Twelve-spotted Lady Beetles range from pink to light red in color, and they have twelve black spots on their elytra (wing covers) and pronotum (the middle section behind the head). However, since two of these black spots span the elytra, when a Twelve-spotted Lady Beetle opens its wings, it appears to temporarily have fourteen spots (six on each wing cover).
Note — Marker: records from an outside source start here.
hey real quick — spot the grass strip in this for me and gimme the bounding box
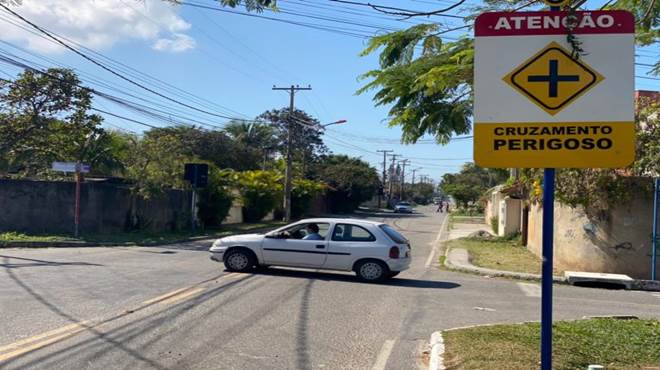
[443,318,660,370]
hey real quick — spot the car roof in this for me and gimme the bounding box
[295,218,383,226]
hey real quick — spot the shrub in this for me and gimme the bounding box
[291,179,326,219]
[490,216,499,235]
[232,170,283,223]
[197,167,234,227]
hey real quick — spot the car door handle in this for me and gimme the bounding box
[316,245,325,249]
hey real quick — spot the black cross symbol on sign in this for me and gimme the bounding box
[527,60,580,98]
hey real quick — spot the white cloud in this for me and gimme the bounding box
[152,33,195,53]
[0,0,195,53]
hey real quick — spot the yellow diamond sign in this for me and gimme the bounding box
[503,42,604,115]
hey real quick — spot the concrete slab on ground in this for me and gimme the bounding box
[448,223,491,240]
[565,271,635,289]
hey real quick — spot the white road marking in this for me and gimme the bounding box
[517,282,542,297]
[371,339,396,370]
[425,215,449,268]
[651,292,660,299]
[472,306,496,312]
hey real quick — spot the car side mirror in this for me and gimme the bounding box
[267,231,289,239]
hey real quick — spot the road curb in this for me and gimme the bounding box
[443,246,567,283]
[428,331,445,370]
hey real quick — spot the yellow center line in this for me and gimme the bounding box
[156,287,206,306]
[140,273,239,306]
[0,321,91,355]
[0,272,245,363]
[141,287,191,306]
[0,322,94,362]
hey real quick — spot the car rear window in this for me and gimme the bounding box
[332,224,376,242]
[379,224,408,244]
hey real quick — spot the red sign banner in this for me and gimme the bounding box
[475,10,634,37]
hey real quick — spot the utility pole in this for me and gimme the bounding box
[399,159,409,201]
[387,154,399,205]
[272,84,312,222]
[412,167,422,188]
[376,150,393,209]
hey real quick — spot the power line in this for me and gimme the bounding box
[327,0,465,19]
[90,108,159,129]
[0,5,252,121]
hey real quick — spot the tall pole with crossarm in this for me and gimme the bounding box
[377,150,393,208]
[272,84,311,222]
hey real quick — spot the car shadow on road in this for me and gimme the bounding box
[250,268,461,289]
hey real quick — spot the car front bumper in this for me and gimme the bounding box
[209,250,225,262]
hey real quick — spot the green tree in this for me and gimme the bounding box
[258,107,328,175]
[122,131,192,198]
[440,163,508,208]
[224,120,278,169]
[357,1,660,143]
[291,178,326,219]
[311,155,379,213]
[0,68,107,176]
[146,125,261,170]
[226,170,283,222]
[197,167,234,227]
[409,182,435,205]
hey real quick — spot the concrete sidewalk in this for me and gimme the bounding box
[443,217,659,289]
[447,221,491,240]
[444,218,565,282]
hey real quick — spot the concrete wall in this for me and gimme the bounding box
[0,179,190,234]
[498,197,522,236]
[484,187,504,228]
[222,193,327,224]
[528,196,659,279]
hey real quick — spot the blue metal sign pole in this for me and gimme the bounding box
[541,168,555,370]
[541,6,560,368]
[652,177,659,280]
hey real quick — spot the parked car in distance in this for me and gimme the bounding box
[209,218,411,282]
[394,201,413,213]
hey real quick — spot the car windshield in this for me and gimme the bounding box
[379,224,408,244]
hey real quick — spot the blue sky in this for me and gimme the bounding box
[0,0,657,182]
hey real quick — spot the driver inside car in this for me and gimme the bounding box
[302,223,323,240]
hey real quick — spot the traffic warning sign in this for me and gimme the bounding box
[474,10,635,168]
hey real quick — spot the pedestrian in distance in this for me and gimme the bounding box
[437,201,444,213]
[445,202,450,213]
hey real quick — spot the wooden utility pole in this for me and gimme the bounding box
[399,159,409,201]
[376,150,393,208]
[272,84,311,222]
[387,154,399,205]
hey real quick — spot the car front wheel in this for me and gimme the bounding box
[224,249,255,272]
[355,260,389,282]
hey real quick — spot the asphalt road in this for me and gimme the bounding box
[1,207,659,370]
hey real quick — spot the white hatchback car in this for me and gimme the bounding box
[209,218,411,282]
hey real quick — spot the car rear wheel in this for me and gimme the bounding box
[355,260,389,282]
[224,249,255,272]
Despite their unusual pink coloration, Twelve-spotted Lady Beetles are actually ladybugs just like the more familiar bright red and black-spotted species and even have the typical rounded shape of a ladybug. The bright colors of Twelve-spotted Lady Beetles and other ladybugs are a form of aposematic coloration meant to warn potential predators that they taste foul and may even be somewhat toxic to very small animals. Birds and animals will generally avoid insects with black and bright orange, red, pink, or yellow markings.
Twelve-spotted Lady Beetles are not only colorful and attractive, they are also, as are ladybugs in general, highly beneficial insects because both the adults and the alligator-like larvae feed on aphids and other small plant pests. In fact, Twelve-spotted Lady Beetles have such a voracious appetite for aphids that they are sold commercially as a form of natural aphid control. Although they do adore aphids, the adults will also eat flower pollen.
Because I observed this Twelve-spotted Lady Beetle in a natural conservation area, I assume that it was a true wild variety and not a released biological control. Since it was autumn and the first frost was approaching, this Twelve-spotted Lady Beetle would likely soon be seeking out a snug over-wintering shelter with others of its own kind. Aphid populations can quickly explode in the springtime, and over-wintering predators like the Twelve-spotted Lady Beetle and other ladybugs are thus able to take immediate advantage of this springtime insect bounty.